Investor Carl Icahn drops call for eBay to sell PayPal
Activist investor Carl Icahn has dropped his call for eBay to sell its payments business, PayPal.
The billionaire had been trying to gather support for the proposed split before the e-commerce giant's annual shareholder meeting in May.
But Mr Icahn, who first made the call in January, said it had become clear that several major shareholders would not back the plan.
However, he said he still believed in the merits of a PayPal spin-off.
"I continue to believe that eBay would benefit from the separation of PayPal at some point in the near future," he said in a statement.
As part of the agreement reached on Thursday, Mr Icahn, who owns a 0.8% stake in the firm, has also withdrawn his proposal to add two of his own nominees to eBay's board.
But in a concession to the investor, eBay said it would follow his recommendation of adding David Dorman, a founding partner of investment firm Centerview Capital Technology, as an independent director on its board.
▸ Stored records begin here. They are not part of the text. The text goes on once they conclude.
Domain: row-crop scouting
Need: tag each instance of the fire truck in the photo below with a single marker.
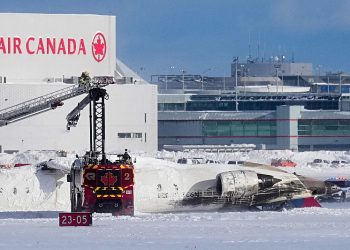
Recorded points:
(98, 184)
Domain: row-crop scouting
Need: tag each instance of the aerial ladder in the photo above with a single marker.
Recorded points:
(96, 183)
(50, 101)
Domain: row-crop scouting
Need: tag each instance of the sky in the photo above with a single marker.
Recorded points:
(203, 36)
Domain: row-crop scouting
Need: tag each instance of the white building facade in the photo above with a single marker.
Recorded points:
(38, 51)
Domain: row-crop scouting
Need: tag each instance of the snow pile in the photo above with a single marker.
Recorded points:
(28, 189)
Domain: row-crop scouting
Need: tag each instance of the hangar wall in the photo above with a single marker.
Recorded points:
(38, 46)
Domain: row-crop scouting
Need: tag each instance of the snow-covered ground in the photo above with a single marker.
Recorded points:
(30, 201)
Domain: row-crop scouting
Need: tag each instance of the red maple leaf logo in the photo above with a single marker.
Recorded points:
(99, 47)
(108, 179)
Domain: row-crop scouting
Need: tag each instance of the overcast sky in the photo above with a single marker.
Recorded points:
(202, 36)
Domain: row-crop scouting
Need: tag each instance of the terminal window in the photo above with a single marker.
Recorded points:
(129, 135)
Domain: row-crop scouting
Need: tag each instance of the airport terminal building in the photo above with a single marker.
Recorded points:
(44, 53)
(284, 107)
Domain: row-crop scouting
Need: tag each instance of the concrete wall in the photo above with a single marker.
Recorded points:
(25, 53)
(287, 126)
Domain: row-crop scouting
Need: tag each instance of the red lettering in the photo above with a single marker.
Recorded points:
(72, 46)
(17, 45)
(40, 46)
(82, 47)
(9, 45)
(29, 51)
(51, 45)
(2, 45)
(61, 47)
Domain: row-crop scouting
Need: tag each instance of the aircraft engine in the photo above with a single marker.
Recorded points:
(237, 184)
(242, 183)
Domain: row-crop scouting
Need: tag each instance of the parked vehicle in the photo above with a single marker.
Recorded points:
(318, 163)
(282, 163)
(188, 161)
(339, 163)
(235, 162)
(344, 189)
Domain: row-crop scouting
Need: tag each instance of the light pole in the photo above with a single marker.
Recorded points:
(235, 60)
(166, 76)
(183, 79)
(205, 71)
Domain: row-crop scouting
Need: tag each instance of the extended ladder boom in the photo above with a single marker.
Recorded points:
(40, 104)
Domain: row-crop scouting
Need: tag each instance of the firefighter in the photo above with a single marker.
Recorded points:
(84, 78)
(77, 164)
(126, 156)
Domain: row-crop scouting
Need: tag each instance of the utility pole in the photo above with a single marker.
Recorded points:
(235, 59)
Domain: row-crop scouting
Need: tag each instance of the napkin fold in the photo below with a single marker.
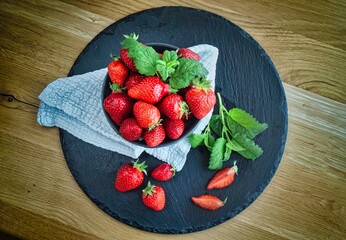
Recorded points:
(74, 104)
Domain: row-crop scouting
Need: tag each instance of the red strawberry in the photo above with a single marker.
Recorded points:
(117, 72)
(130, 129)
(163, 172)
(130, 176)
(150, 90)
(223, 178)
(124, 55)
(173, 106)
(147, 115)
(155, 136)
(200, 98)
(174, 128)
(132, 80)
(208, 202)
(119, 106)
(154, 197)
(187, 53)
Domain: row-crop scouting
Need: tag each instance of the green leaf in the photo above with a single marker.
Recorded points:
(209, 141)
(186, 72)
(228, 152)
(235, 146)
(217, 154)
(248, 122)
(216, 124)
(251, 150)
(167, 65)
(144, 57)
(196, 139)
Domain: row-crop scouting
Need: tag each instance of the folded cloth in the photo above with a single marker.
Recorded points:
(74, 104)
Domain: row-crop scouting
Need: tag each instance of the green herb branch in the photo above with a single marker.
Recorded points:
(230, 130)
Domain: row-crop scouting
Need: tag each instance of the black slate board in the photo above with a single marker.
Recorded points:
(245, 77)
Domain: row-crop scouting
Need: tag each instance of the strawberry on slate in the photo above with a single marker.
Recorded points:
(187, 53)
(173, 128)
(117, 71)
(132, 80)
(150, 90)
(130, 176)
(155, 136)
(118, 105)
(154, 197)
(174, 106)
(223, 178)
(200, 98)
(147, 115)
(130, 129)
(208, 202)
(163, 172)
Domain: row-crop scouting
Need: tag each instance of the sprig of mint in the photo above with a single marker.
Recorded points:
(229, 131)
(178, 71)
(144, 57)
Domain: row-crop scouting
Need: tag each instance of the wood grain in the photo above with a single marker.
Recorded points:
(39, 41)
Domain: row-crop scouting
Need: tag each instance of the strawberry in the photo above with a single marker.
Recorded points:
(130, 129)
(147, 115)
(163, 172)
(223, 178)
(150, 89)
(117, 71)
(124, 55)
(130, 176)
(173, 106)
(187, 53)
(200, 98)
(118, 105)
(154, 137)
(174, 128)
(208, 202)
(154, 197)
(132, 80)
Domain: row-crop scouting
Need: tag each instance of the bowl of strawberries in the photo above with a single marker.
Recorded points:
(155, 94)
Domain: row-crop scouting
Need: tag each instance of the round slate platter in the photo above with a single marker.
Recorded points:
(245, 77)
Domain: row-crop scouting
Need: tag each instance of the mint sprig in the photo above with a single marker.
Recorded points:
(167, 65)
(185, 72)
(144, 57)
(234, 131)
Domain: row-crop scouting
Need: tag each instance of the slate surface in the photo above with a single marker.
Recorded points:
(245, 77)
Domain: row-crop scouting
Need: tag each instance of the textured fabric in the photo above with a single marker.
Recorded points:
(74, 104)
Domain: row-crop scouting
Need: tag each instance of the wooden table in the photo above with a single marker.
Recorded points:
(306, 40)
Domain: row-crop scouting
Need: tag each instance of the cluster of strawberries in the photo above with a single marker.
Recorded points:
(131, 176)
(146, 107)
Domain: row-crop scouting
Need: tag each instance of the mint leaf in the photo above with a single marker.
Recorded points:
(144, 57)
(196, 139)
(209, 142)
(217, 154)
(186, 71)
(235, 146)
(247, 121)
(216, 124)
(251, 150)
(167, 65)
(228, 152)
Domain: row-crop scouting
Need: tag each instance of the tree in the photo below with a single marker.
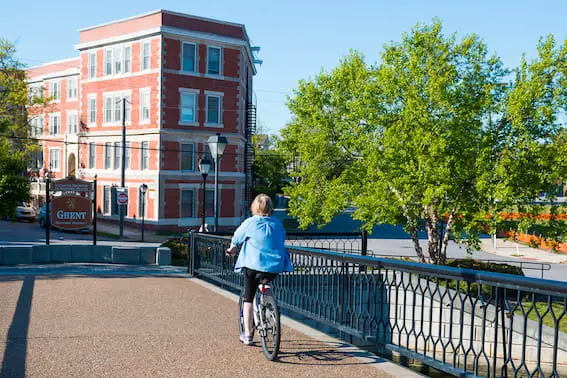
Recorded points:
(269, 169)
(15, 148)
(432, 135)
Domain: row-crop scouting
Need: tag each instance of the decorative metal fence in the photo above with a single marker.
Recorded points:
(464, 322)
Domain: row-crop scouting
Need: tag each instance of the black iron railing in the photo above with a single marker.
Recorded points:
(464, 322)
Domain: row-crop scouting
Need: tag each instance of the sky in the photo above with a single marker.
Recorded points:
(297, 38)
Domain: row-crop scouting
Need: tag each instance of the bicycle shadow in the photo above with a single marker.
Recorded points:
(310, 352)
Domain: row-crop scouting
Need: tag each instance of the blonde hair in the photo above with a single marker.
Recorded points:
(262, 205)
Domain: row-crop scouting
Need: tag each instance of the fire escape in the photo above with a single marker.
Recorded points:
(249, 150)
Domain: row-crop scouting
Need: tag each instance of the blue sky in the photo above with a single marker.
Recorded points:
(297, 38)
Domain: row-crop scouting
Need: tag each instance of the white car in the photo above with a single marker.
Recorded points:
(25, 212)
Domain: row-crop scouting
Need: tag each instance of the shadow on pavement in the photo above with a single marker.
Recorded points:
(14, 362)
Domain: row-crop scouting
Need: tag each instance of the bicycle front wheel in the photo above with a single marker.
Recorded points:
(272, 332)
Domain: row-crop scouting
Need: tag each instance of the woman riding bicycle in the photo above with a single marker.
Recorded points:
(262, 256)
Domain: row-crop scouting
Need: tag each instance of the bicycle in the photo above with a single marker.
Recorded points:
(266, 320)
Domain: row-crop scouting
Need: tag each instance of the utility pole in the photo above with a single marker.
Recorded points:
(123, 165)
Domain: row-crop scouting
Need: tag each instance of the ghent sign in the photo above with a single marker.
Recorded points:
(71, 212)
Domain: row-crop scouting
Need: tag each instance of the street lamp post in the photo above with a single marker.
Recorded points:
(204, 166)
(143, 190)
(217, 144)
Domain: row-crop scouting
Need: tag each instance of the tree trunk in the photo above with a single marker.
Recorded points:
(415, 239)
(432, 236)
(443, 254)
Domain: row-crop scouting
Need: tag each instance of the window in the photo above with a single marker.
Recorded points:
(54, 123)
(141, 200)
(210, 203)
(145, 105)
(127, 163)
(210, 157)
(113, 108)
(145, 55)
(107, 155)
(188, 107)
(186, 203)
(106, 200)
(213, 60)
(118, 60)
(107, 109)
(72, 88)
(54, 159)
(117, 154)
(92, 155)
(108, 62)
(72, 122)
(92, 65)
(213, 110)
(55, 90)
(144, 163)
(127, 59)
(187, 157)
(188, 57)
(92, 110)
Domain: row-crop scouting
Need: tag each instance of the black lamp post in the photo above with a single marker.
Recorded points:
(217, 144)
(204, 166)
(143, 190)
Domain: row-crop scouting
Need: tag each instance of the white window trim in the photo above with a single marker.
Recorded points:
(193, 213)
(50, 117)
(59, 160)
(195, 62)
(147, 90)
(90, 53)
(76, 98)
(68, 115)
(220, 95)
(142, 42)
(196, 92)
(142, 156)
(51, 100)
(221, 59)
(192, 169)
(113, 104)
(89, 98)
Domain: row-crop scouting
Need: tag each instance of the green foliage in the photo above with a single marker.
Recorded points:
(434, 132)
(15, 150)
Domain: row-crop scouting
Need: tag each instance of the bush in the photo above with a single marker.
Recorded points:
(179, 251)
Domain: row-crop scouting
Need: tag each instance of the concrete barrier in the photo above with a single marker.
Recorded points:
(147, 255)
(61, 252)
(17, 255)
(126, 255)
(102, 254)
(41, 254)
(82, 253)
(163, 256)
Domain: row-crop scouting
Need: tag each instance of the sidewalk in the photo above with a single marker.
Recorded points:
(134, 325)
(510, 249)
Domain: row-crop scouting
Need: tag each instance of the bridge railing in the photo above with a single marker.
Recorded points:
(464, 322)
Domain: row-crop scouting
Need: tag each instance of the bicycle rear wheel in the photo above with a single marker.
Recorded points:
(271, 332)
(241, 314)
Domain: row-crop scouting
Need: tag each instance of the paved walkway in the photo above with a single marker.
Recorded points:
(99, 320)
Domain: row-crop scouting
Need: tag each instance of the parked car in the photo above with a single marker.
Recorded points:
(25, 212)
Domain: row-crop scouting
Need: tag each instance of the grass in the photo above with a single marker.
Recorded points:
(558, 309)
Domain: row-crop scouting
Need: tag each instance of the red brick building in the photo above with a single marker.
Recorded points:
(184, 79)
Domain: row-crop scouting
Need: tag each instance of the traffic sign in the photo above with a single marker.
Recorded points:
(122, 198)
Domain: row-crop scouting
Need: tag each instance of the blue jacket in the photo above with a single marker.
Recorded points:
(263, 245)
In the weeks after eBay revealed Mr Icahn's proposal, the investor wrote several letters to fellow shareholders questioning the abilities of eBay chief executive, John Donahoe, and calling corporate governance at the company among the worst he had ever seen.
"We are very pleased to have reached this agreement with Mr Icahn...enabling our board and management team to focus our full attention on a goal every shareholder agrees on - growing PayPal and eBay, and delivering sustainable shareholder value," Mr Donahoe said in a statement.
He and other board members, including eBay founder Pierre Omidyar, have repeatedly said eBay had been funding PayPal's growth, and that the two were better off together.
eBay bought PayPal in 2002 for $1.5bn (£905m), and the payments company is now the Silicon Valley firm's fastest-growing business, with 143 million active users at the end of 2013, up 16% from a year earlier.
PayPal's revenue rose 19% in the fourth quarter of 2013.